Chestnut season, you will be relieved to hear, seems to be ending here in Capriglia-by-the-Sea. We still get some nuts crashing down through the leaves, sounding much bigger than they are, but it is handfuls a day now rather than hundreds and we feel that we can once again go outside without fear or protective headwear.
On Wednesday, we drove into Firenze and bought an annual pass to the Uffizi. Now we can go in whenever we want without waiting in line or paying. On future visits we will perhaps stay longer, perhaps look at more. But this time we hightailed it straight to my favorite piece in the museum -- a Botticelli Madonna that no one ever pays any attention to because it is in the same room as The Birth of Venus, on the wall opposite so that the crowds are facing the other way, busy taking pictures of the goddess on the half-shell with their phones, and I have the already heart-broken Madonna to myself. She seems to know, even with the chubby baby still on her lap, the whole bloody story of what is yet to become of her child.

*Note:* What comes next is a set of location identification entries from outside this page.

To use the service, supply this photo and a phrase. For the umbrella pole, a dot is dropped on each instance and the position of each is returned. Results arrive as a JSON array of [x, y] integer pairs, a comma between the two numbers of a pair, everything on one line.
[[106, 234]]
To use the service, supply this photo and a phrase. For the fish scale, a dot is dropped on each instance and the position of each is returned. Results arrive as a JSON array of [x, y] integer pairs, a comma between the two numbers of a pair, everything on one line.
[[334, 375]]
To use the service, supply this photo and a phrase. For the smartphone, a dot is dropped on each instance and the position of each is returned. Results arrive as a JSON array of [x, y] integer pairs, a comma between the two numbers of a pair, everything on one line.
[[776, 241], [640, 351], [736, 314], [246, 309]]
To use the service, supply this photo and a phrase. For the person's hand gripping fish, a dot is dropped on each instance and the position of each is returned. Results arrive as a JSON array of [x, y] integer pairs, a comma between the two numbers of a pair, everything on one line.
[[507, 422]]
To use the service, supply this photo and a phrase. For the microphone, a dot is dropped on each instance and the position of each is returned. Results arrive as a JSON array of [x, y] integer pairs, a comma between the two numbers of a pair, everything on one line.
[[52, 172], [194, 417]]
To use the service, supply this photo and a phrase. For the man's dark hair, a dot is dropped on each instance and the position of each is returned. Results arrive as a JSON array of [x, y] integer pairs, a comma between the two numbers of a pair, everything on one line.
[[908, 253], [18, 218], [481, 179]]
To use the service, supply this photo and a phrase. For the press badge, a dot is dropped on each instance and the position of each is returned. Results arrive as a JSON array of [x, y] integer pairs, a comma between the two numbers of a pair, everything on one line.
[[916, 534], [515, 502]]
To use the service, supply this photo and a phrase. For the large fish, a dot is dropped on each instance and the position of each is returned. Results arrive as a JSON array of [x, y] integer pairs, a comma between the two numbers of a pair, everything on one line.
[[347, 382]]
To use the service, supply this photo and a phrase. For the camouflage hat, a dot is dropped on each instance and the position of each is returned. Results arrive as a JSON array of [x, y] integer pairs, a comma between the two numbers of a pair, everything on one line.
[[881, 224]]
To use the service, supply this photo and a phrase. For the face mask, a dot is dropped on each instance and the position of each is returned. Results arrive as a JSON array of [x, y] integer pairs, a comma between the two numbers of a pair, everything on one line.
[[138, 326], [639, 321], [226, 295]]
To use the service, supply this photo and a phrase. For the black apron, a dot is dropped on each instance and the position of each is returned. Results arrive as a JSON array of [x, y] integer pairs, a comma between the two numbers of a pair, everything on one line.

I cried, of course, standing there at the back of the sea of I-Phones. Jonathan and I stayed so long looking at her that a few people in the crowd even noticed us and wandered over to take a phone picture before walking off. Then we went to see the Caravaggios and then to lunch.
Firenze is filled with people speaking English, which sounds startling now when we encounter it in the wild. Many of them looked hot or tired or slightly annoyed and I suspect that many of them were not having a very good time. I remember the first time I came to Italy, when I was a teenager here with my family, not having a very good time and at one point -- in Venice -- finally rebelling and refusing to go on yet another tour-group excursion to see yet another required marvel that I didn't understand. I claimed not to feel well, demanded to be left to sleep in the hotel, and when I was sure the coast was clear, went out by myself into the streets near the Piazza San Marco and bought a basket of fresh cherries and ate them. I still remember those cherries fondly.
I also remember thinking that Italy might be a fun place if I wasn't with my parents on a forced march of tourist sites with the crowds and the heat, so perhaps I am projecting my own remembered feelings onto the beleaguered Americans snapping photos of Venus in the Uffizi to look at later, I guess, somewhere cool and quiet where they could sit down.
Back at home, we went down to the pub, where Daniele dished out helpings of risotto for all the usual reprobates on the terrace. Daniele and Alice give away so much free food there out under the tree leaves that I don't see how they possibly manage to stay in business. The risotto was made with gorgonzola and prosciutto and was one of the best things I have ever put in my mouth.